The preferential expression of genes belonging to particular functional categories became even more apparent when only genes detected specifically in pollen were considered (Fig. 5, F and G). Narrowing of both transcription and protein synthesis categories was accompanied by a dramatic overrepresentation of genes involved in cell wall metabolism, signaling, and the cytoskeleton. In particular, the sum of the hybridization signals for genes in these last three classes reached 45% of the total signal intensity for all pollen-specific genes. On the contrary, the complementary set of pollen-expressed genes showing gametophytic-sporophytic overlap resembled the distribution of functional categories in the sporophyte (Fig. 5, H and I). Apparent under-representation was found for only two categories, energy metabolism and protein synthesis, reflecting their significant under-representation in the complete mature pollen transcriptome. Conversely, mRNAs encoding cytoskeletonrelated proteins were over-represented among subsets showing pollen-specific or gametophytic-sporophytic overlap.

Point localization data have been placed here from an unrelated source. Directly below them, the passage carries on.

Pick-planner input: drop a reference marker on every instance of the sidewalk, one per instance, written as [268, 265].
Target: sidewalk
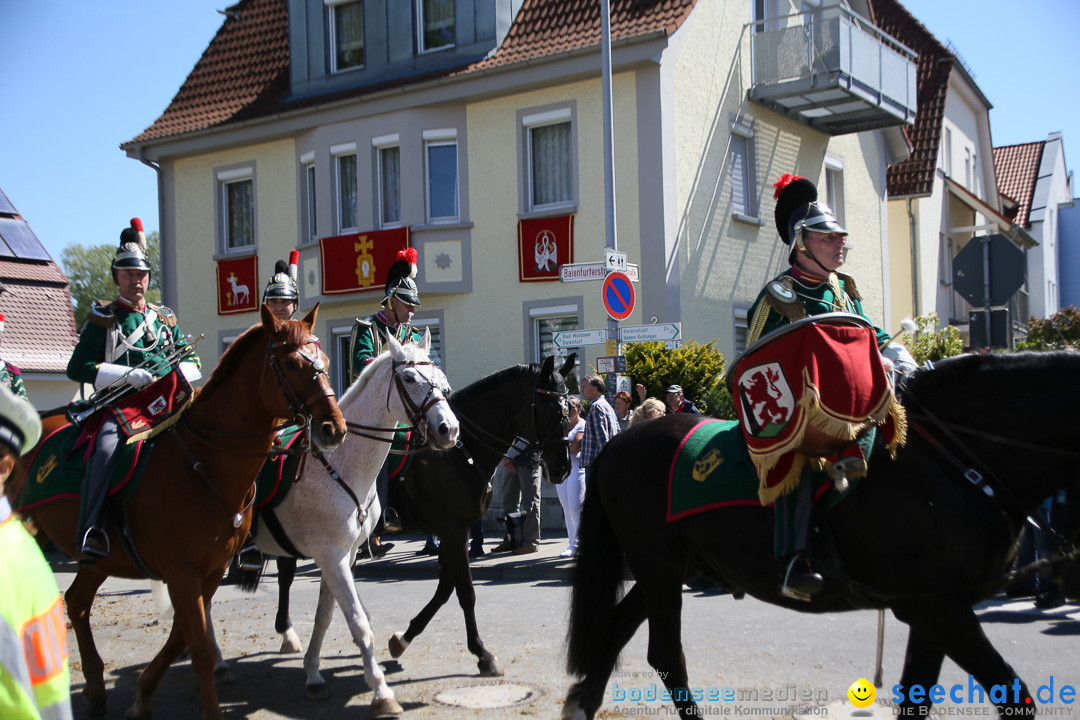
[403, 561]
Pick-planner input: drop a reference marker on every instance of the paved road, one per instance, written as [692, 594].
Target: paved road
[522, 610]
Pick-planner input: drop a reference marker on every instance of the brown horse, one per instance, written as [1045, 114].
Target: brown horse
[192, 508]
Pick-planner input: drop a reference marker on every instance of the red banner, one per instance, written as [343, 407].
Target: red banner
[238, 285]
[360, 261]
[542, 245]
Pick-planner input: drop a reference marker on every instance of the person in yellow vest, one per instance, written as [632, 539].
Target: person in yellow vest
[35, 676]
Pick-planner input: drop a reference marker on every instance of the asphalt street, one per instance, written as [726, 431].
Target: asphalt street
[774, 661]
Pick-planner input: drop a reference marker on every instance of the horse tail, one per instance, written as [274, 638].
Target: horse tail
[596, 580]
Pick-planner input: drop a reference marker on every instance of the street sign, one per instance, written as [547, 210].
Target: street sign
[615, 260]
[651, 333]
[579, 338]
[1007, 270]
[618, 296]
[576, 272]
[611, 364]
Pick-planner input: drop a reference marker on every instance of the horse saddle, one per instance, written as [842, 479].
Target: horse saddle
[57, 466]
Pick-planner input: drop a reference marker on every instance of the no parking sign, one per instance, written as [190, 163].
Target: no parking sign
[618, 295]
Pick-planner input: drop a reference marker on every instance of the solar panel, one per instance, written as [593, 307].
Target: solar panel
[21, 240]
[5, 205]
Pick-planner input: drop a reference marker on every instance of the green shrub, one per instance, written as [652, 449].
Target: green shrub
[1058, 331]
[932, 342]
[698, 368]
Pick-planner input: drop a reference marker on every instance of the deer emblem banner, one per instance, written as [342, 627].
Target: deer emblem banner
[359, 261]
[542, 245]
[238, 285]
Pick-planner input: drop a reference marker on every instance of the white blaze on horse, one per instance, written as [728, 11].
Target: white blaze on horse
[332, 506]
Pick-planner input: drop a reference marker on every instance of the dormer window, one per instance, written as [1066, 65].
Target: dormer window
[435, 21]
[346, 22]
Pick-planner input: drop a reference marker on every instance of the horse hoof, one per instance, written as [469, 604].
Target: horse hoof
[386, 707]
[397, 646]
[489, 668]
[224, 676]
[289, 642]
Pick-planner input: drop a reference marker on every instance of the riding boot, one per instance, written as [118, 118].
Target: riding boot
[93, 541]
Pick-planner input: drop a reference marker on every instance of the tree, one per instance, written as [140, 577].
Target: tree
[1058, 331]
[88, 267]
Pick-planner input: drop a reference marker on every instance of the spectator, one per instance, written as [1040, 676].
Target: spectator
[571, 491]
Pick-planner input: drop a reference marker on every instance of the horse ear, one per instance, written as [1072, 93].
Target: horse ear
[310, 317]
[549, 366]
[568, 365]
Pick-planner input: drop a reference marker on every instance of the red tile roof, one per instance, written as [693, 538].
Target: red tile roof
[1017, 171]
[915, 176]
[244, 71]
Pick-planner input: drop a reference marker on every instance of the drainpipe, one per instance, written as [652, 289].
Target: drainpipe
[166, 299]
[915, 257]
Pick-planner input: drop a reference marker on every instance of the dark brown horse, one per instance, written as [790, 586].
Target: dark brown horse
[927, 534]
[193, 504]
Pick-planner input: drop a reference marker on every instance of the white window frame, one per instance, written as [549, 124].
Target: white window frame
[380, 145]
[437, 138]
[227, 178]
[341, 153]
[421, 30]
[742, 157]
[332, 7]
[532, 122]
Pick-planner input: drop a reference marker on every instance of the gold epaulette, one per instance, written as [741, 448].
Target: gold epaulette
[103, 314]
[849, 286]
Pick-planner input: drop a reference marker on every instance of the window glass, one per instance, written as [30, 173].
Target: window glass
[436, 24]
[240, 214]
[347, 192]
[442, 181]
[348, 27]
[390, 185]
[552, 164]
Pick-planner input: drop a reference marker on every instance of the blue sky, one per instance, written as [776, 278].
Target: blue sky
[83, 76]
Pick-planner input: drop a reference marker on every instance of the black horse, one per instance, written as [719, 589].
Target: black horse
[927, 534]
[448, 490]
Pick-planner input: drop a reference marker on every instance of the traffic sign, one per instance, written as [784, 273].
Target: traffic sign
[618, 296]
[664, 331]
[615, 260]
[576, 272]
[579, 338]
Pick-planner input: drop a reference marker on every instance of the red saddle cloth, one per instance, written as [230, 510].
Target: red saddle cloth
[807, 391]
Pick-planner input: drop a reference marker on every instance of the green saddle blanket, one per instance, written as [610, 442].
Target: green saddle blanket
[57, 466]
[712, 469]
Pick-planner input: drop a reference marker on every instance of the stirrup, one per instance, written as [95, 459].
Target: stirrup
[804, 584]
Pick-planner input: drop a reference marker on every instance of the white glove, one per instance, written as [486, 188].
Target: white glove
[108, 372]
[190, 371]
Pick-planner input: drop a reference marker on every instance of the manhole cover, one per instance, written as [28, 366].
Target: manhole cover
[484, 697]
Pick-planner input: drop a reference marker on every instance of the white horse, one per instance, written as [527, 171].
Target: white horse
[327, 519]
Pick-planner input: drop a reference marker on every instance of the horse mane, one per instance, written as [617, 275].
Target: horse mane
[294, 334]
[494, 381]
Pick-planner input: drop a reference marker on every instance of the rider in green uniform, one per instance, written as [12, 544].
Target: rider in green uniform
[123, 342]
[400, 301]
[35, 674]
[811, 286]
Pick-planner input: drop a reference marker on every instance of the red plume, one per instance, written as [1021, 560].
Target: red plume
[784, 180]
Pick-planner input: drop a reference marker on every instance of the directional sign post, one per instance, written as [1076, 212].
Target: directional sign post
[619, 296]
[579, 338]
[665, 331]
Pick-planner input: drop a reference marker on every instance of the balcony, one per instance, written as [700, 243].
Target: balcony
[833, 70]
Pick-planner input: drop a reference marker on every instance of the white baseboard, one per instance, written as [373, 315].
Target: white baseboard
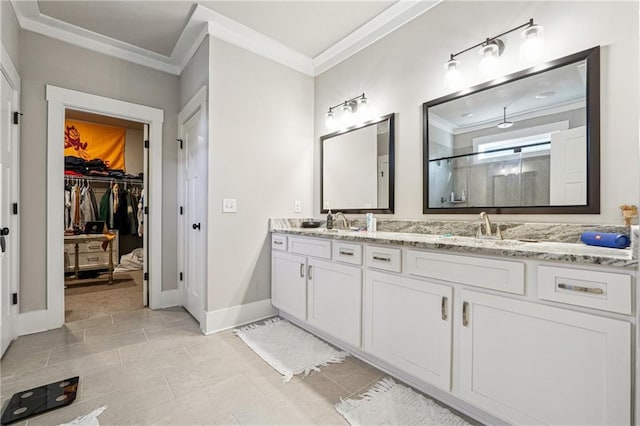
[167, 299]
[35, 322]
[224, 319]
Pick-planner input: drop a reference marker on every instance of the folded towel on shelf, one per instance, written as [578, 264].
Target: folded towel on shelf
[605, 239]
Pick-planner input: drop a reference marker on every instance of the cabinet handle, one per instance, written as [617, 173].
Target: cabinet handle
[382, 259]
[443, 308]
[591, 290]
[465, 314]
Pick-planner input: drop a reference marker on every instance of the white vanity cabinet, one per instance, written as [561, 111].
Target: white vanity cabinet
[407, 323]
[534, 364]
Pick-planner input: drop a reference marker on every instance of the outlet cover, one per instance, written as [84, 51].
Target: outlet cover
[229, 205]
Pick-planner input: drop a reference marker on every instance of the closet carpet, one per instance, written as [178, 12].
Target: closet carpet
[91, 298]
[156, 367]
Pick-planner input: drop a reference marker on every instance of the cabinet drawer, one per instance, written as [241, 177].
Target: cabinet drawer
[599, 290]
[347, 253]
[385, 258]
[480, 272]
[310, 247]
[278, 242]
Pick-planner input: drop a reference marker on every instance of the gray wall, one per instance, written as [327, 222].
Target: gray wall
[195, 74]
[9, 31]
[46, 61]
[262, 142]
[405, 69]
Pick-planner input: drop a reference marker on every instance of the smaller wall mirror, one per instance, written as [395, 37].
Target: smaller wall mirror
[527, 144]
[357, 168]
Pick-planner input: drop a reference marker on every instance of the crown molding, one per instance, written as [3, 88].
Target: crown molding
[204, 21]
[386, 22]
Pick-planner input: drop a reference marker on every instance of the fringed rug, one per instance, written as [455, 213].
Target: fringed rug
[389, 403]
[287, 348]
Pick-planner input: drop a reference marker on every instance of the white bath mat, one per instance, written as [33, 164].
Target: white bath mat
[389, 403]
[287, 348]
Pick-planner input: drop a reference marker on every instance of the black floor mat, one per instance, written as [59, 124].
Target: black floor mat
[39, 400]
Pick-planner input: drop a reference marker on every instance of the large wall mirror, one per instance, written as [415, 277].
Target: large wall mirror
[357, 168]
[527, 144]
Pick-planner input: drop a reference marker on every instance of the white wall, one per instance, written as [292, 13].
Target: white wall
[9, 31]
[262, 144]
[405, 69]
[46, 61]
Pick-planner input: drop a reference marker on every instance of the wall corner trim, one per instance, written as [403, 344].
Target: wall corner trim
[226, 318]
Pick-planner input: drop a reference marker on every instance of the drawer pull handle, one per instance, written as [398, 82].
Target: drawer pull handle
[591, 290]
[465, 314]
[443, 308]
[381, 258]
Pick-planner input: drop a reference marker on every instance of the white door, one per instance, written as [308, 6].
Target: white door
[407, 323]
[533, 364]
[568, 174]
[383, 181]
[145, 221]
[289, 284]
[194, 190]
[335, 299]
[7, 222]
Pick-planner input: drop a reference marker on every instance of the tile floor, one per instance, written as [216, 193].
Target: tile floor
[155, 367]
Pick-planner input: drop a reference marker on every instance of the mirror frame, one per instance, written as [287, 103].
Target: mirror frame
[592, 58]
[392, 163]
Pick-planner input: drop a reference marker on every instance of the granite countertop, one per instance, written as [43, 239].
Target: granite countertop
[544, 250]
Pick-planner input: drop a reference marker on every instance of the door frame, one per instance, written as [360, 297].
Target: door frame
[58, 100]
[8, 69]
[198, 103]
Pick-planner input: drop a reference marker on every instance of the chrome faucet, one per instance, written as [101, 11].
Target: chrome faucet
[488, 233]
[344, 222]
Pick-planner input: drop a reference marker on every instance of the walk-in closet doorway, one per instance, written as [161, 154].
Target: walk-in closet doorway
[59, 101]
[105, 184]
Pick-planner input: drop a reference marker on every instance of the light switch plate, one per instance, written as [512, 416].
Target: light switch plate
[229, 205]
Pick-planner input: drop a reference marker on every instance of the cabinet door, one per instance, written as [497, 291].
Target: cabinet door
[289, 284]
[407, 323]
[532, 364]
[335, 299]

Pollen Expresses Discrete Subsets of Analyzed Gene Families
To further investigate the relationship between pollen and sporophytically expressed genes, we used hierarchical clustering analysis (Expression Profile data CLUSTering and analysis [EPCLUST] and Self Organizing Tree Algorithm [SOTA]) of pollen and sporophytic data sets. Because the complete pollen transcriptome data set was considered too large for comprehensive analysis, six well-characterized gene families were selected from MAtDB and TAIR. Criteria for selection included a reasonable size (>30 members) and appropriate representation (>25% of members) on the 8K GeneChip (Tab. I). The gene families and superfamilies chosen were: receptor-like kinases (RLKs; Shiu and Bleecker, 2001), glycoside hydrolases, glycosyltransferases, carbohydrate esterases (Carbohydrate-Active enZYmes server; http://afmb.cnrs-mrs.fr/CAZY/ind), expansins (Lee et al., 2001; Expansins Central homepage; http://www.bio.psu.edu/expansins/), and translation initiation factors (Factors in Arabidopsis translation database; http://www.cm.utexas.edu/browning/db/). Hierarchical clustering of the first two families is shown in Figures 6 and 7. Results for the remaining four families are available separately (Supplemental Figs. 2, 3, 4, 5). Application of both EPCLUST and SOTA algorithms gave very similar results, so only EPCLUST-generated trees are presented.
Table I.
No. of Genes
|
|||||
---|---|---|---|---|---|
Gene Family | Total Family Members | Present on the 8K GeneChip | Expressed in One or More Dataset(s) | Pollen-Expressed | Pollen-Specific |
RLKa | 612 | 226 (37%) | 62 (27%) | 23 | 21 |
GHFb | 386 | 154 (40%) | 51 (33%) | 14 | 13 |
GTFc | 359 | 132 (37%) | 38 (29%) | 11 | 6 |
CESd | 98 | 26 (27%) | 13 (50%) | 3 | 3 |
EXPe | 35 | 13 (37%) | 7 (54%) | 1 | 0 |
TIFf | 101 | 42 (42%) | 31 (74%) | 12 | 4 |
Receptor-like kinases. b Glycoside hydrolases. c Glycosyl transferases. d Carbohydrate esterases. e Expansins. f Translation initiation factors.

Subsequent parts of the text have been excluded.